Под влияние супрессоров развивается состояние иммунологической толерантности (иммуноареактивности) к АГ.
Т-супрессоры делятся на Т-Т-супрессоры (более ранние) и Т-В-супрессоры (более зрелые). Супрессоры Т-В пролиферируют, образуя клон клеток, вырабатывающие супрессорные факторы, с помощью которых подавляются В-лимфоциты.
Количество Т-супрессоров увеличивается с возрастом (особенно у женщин), при инфекционном мононуклеозе, остром гепатите, приживлении трансплантата, при ряде врожденных иммунодефицитов, при опухолях.
Т-киллеры (цитотоксические Т-лимфоциты) являются основными эффекторными клетками, оказывающими цитотоксическое действие на клетки-мишени. Образуются из Т2 лимфоцитов после стимуляции клеточными АГ-ми. Основными АГ, на которые реагируют хелперы, являются АГ HLA системы (гистосовместимости) чужеродных или измененных клеток своего организма. Т-киллеры уничтожают клетки трансплантата и мутантные клетки организма, в том числе опухолевые. Кратковременного контакта чужеродной клетки с Т-киллерами достаточно, чтобы вызвать необратимые изменения в клетке-мишени за счет осмотических нарушений в них. Больше всего Т-киллеров в л/узлах.
Т-дифференцирующиеся – лимфоциты, непосредственно влияющие на стволовые и колониеобразующие гемопоэтические клетки.
25. Субпопуляции В-лимфоцитов.и их функции.
В-лимфоциты– система клеток, объединяемая происхождением из костномозгового предшественника В-лимфоцитов. В функциональном отношении В-клетки, как и Т-лимфоциты, очень разнообразны. Среди В-клеток различают антителопродуценты, киллеры, супрессоры, клетки иммунологической памяти. Все В-лимфоциты несут В-АГ, который исчезает при дифференцировке В-лимфоцита до плазмоцита.
Различают несколько этапов дифференцировки от стволовой клетки и общего предшественника лимфоцитов до зрелых. Первые этапы дифференцировки происходят в структурах КМ и являются антигеннезависимыми. Самой первой стадией считают пре-пре-В-лимфоцит, не имеющий цитоплазматических и поверхностных иммуноглобулиновых молекул, но обладающий В-АГ и общим АГ, свойственным острому лимфобластному лейкозу. Пре-В-лимфоцит, отличатся от предыдущего тем, что в цитоплазме определяются тяжелые μ-цепи. На стадии ранних В-лимфоцитов появляются молекулы иммуноглобулина на мембране клетки, принадлежащие к классу М. Следующие стадии дифференцировки В-лимфоцит проходит вне КМ (промежуточный и зрелый В-лимфоцит). Конечным этапом дифференцировки является плазматическая клетка, которая лишена всех В-АГ и поверхностных Ig и содержит в больших концентрациях цитоплазматический Ig.
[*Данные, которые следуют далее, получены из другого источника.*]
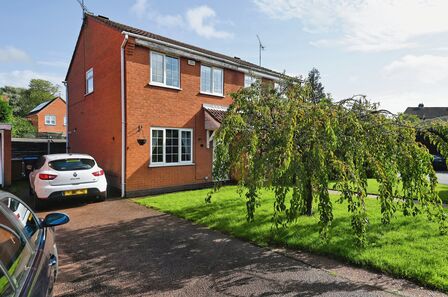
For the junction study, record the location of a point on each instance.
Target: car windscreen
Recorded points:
(71, 164)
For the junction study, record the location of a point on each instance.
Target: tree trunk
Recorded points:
(309, 199)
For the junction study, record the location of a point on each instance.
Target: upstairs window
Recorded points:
(50, 120)
(249, 80)
(165, 70)
(212, 80)
(89, 81)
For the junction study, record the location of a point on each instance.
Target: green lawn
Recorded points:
(409, 247)
(372, 188)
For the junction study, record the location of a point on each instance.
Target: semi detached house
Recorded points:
(146, 106)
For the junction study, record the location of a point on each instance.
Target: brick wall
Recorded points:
(94, 120)
(152, 106)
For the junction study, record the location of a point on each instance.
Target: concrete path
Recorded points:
(118, 248)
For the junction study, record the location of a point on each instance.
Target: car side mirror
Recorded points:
(55, 219)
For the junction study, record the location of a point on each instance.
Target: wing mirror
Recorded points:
(55, 219)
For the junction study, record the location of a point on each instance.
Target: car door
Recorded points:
(41, 268)
(39, 163)
(16, 252)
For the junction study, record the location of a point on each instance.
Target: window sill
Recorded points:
(211, 94)
(164, 86)
(170, 165)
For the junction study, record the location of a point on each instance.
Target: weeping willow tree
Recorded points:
(295, 145)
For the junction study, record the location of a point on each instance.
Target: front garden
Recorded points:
(410, 247)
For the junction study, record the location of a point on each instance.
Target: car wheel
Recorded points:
(37, 203)
(102, 197)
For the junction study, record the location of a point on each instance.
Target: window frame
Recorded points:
(90, 70)
(180, 162)
(48, 123)
(254, 79)
(212, 83)
(163, 84)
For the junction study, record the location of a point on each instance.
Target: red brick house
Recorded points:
(145, 106)
(49, 116)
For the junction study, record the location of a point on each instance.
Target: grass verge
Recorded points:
(410, 247)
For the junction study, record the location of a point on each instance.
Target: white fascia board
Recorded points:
(176, 50)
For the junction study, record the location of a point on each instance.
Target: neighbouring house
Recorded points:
(49, 117)
(427, 113)
(146, 106)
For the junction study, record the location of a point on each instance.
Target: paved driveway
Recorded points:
(118, 248)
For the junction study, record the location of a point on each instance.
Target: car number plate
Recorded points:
(75, 192)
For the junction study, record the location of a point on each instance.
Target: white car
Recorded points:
(67, 175)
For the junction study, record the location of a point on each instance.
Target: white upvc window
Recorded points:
(249, 80)
(171, 146)
(50, 120)
(165, 70)
(212, 80)
(89, 81)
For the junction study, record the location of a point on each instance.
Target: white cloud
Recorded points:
(11, 54)
(139, 8)
(364, 25)
(425, 69)
(61, 64)
(21, 78)
(169, 20)
(202, 20)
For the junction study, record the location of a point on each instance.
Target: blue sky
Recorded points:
(393, 51)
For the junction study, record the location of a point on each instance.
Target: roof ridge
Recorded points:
(124, 27)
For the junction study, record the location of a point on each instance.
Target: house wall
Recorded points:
(152, 106)
(94, 120)
(57, 108)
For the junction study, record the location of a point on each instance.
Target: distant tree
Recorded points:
(286, 142)
(39, 90)
(316, 88)
(21, 127)
(5, 112)
(14, 96)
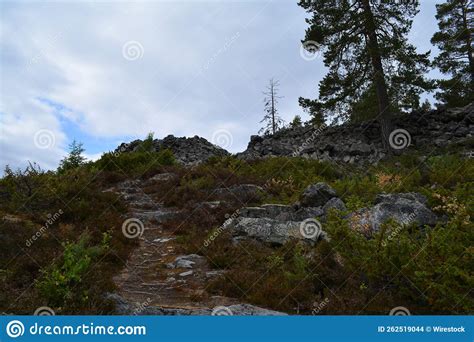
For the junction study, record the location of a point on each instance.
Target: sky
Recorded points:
(104, 73)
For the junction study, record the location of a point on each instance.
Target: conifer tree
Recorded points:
(74, 158)
(454, 39)
(272, 120)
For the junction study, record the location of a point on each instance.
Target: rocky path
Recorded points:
(157, 279)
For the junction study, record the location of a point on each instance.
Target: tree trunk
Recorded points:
(273, 107)
(385, 114)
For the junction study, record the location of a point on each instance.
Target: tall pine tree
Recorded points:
(454, 39)
(364, 45)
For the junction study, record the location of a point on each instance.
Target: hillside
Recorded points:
(310, 220)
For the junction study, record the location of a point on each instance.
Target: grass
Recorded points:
(71, 264)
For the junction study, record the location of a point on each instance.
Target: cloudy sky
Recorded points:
(108, 72)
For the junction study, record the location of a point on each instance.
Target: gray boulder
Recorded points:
(275, 223)
(266, 229)
(123, 307)
(317, 195)
(403, 208)
(243, 192)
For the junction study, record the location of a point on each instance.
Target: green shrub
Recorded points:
(62, 283)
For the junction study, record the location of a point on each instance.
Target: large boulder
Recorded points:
(123, 307)
(317, 195)
(403, 208)
(187, 151)
(244, 192)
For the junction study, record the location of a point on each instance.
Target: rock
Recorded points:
(404, 208)
(334, 203)
(244, 192)
(317, 195)
(123, 307)
(273, 223)
(269, 230)
(162, 177)
(349, 142)
(184, 261)
(187, 151)
(251, 310)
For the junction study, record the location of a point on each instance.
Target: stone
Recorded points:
(269, 230)
(244, 192)
(334, 203)
(123, 307)
(317, 195)
(187, 151)
(403, 208)
(184, 261)
(363, 139)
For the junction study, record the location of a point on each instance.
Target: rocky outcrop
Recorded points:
(361, 143)
(187, 151)
(403, 208)
(317, 195)
(123, 307)
(278, 223)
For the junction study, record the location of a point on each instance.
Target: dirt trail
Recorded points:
(156, 274)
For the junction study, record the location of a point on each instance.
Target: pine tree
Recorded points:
(272, 121)
(74, 158)
(454, 39)
(364, 45)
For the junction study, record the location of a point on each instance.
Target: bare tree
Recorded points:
(272, 121)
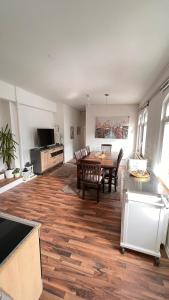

Среди В-лимфоцитов наиболее многочисленны В-лимфоциты-антителопродуценты. Основная их функция синтез и секреция Ig (АТ) в ответ на АГ.
К иммуноглобулинам относятся белки животного происхождения, которые обладают активностью АТ, а также белки, сходные с ними по химической структуре. В эту группу включены также белки, не имеющие активности АТ – миеломные белки, белки Бенс-Джонса и др.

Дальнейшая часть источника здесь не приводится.